Texto de Hugo Pinto
Fotografia de Hugo Lima
O terceiro dia de Primavera Sound Porto 2026 arrancou com a rapper brasileira Duquesa no palco Primavera. A estrear-se em Portugal e sem papas na língua, a jovem poderosa deu um concerto de hip-hop rasgado e com alma. Apenas acompanhada por uma dj, que também ajudava nas rimas, Duquesa exprimiu os seus dotes de MC sem complexos. Altamente sexual, com refrões do tipo “Como fica triste com um rabo desse”, espalhou sensualidade popular e deu dicas sobre feminismo e inclusão LGBTQ+. No fim, ficaram-me alguns bons beats e muita atitude.

Mike D, o mais alto dos Beastie Boys, veio ao Porto apresentar “Thank You”, álbum com edição prevista para 28 de Agosto. Desde o fim dos Beastie Boys em 2012, (que a morte precoce de Adam Yauch aka MCA precipitou), não havia material novo desta malta e portanto havia alguma expectativa. Em palco, 3 DJs, dois guitarristas e um baixista, todos de fato vermelho da cabeça aos pés e quase todos muito novos, dois dos quais são filhos de Mike D. O som no melhor lembrava os Phantomas de Mike Patton, com aquelas guitarradas noisy e um baixo funk. Já Mike D deixou algo a desejar, não que fosse mal feito mas a milhas da frescura rítmica dos B.B.. Um hip-hop rock muito old school, onde nem faltaram samples de Kraftwerk, e um Mike D simpático com a vibe do Shaun Ryder. Deu pra saltar e pra curtir mas não me encheu as medidas.
Depois dividi-me entre Criolo, Amaro e Dino no palco Zyn e Sudan Archives no palco Primavera. Sudan Archives é uma afrofuturista de seu nome Brittney Parks. Violinista de formação, atua com temas pré-gravados aos quais acrescenta a sua voz, ocasionalmente um violino estranho, e muita coreografia. Faz uma pop negra inteligente, com muitos laivos de R&B, que funciona melhor em estúdio que ao vivo.

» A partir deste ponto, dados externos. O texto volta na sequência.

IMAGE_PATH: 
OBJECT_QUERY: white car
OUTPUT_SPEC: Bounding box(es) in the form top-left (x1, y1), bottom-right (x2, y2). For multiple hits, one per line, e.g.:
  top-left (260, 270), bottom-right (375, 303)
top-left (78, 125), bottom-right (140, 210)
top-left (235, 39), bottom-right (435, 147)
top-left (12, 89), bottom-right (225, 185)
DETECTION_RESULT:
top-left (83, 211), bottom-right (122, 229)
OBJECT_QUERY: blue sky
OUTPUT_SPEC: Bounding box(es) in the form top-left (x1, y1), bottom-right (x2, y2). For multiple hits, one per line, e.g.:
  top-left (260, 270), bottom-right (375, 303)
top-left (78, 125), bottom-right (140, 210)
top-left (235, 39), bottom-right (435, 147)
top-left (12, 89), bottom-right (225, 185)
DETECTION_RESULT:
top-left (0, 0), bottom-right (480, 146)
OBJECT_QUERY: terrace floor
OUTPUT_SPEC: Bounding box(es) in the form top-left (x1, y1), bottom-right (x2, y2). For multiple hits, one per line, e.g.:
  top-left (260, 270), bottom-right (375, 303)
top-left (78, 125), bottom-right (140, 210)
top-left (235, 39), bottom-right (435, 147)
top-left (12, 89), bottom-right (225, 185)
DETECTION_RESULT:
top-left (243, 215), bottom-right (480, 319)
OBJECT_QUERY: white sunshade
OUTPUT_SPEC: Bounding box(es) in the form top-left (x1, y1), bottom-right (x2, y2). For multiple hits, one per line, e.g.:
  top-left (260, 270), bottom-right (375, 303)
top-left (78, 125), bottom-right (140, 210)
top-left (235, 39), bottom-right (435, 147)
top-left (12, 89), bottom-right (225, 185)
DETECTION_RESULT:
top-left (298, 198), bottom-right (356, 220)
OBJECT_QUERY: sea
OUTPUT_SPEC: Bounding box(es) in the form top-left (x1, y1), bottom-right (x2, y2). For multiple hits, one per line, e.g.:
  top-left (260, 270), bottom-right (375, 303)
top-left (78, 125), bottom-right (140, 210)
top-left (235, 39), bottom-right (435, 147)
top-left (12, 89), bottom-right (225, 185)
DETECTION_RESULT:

Dino Santiago, o algarvio mais afro que existe, atuou com o virtuoso do piano jazz brasileiro Amaro Freitas e o também brasileiro Criolo nas rimas acutilantes. Vêm apresentar o álbum homónimo, que já anda por aí a passar. Ao vivo contam ainda com uma dupla de metais, um baterista e um baixo elétrico e fazem um som muito simpático, fácil de ouvir e ainda mais de dançar. Música algo deslocada porque mais adequada a ser ouvida numa sala mais pequena, onde os detalhes contam. Muita mensagem política em palco, muita gente a sorrir na assistência, bom ambiente, cena cool.

O melhor ficou para o fim. Os Massive Attack deram um concertão! (Uma ressalva, os Massive são a banda estrangeira que mais vi ao vivo, acompanho-os desde o início e tenho por isso uma relação pessoal com este projecto). É toda uma aula de ideologia política, um manifesto anti-capitalismo, uma corrente de factos e dados estatísticos, imagens reais e internet memes mais uma posição firme face aos desfavorecidos. Daddy G e 3D nunca foram de falinhas mansas nem de aproveitamento conveniente, aqui
tudo come pela mesma medida e não é pouco. Trump=Putin=Netanyahu, mais a ganância ocidental nos metais raros do Congo, a globalização da Palantir do Peter Thiel, o Musk e a A.I. mais a obsessão com a imagem e o laxismo ignorante da atualidade.
Ninguém está a salvo.

Uma setlist com zero de festa, onde tudo o que lemos e vemos é demasiado adulto para adolescentes e demasiado sério para festivais de verão. Um espetáculo a preto e branco, com laivos de vermelho sangue, onde a mensagem é TUDO e quer-se sem distrações. A música é a mesma de há quase 3 décadas, evitando lugares comuns e singles de ocasião. Contam, como tem sido hábito, com a voz de dois amigos velhinhos: Elizabeth Frazer e Horace Andy, ambos cada vez mais debilitados.
Num festival em que tantos e tantos artistas gritaram “Free, Free Palestine”, só os Massive Attack levaram a coisa a sério.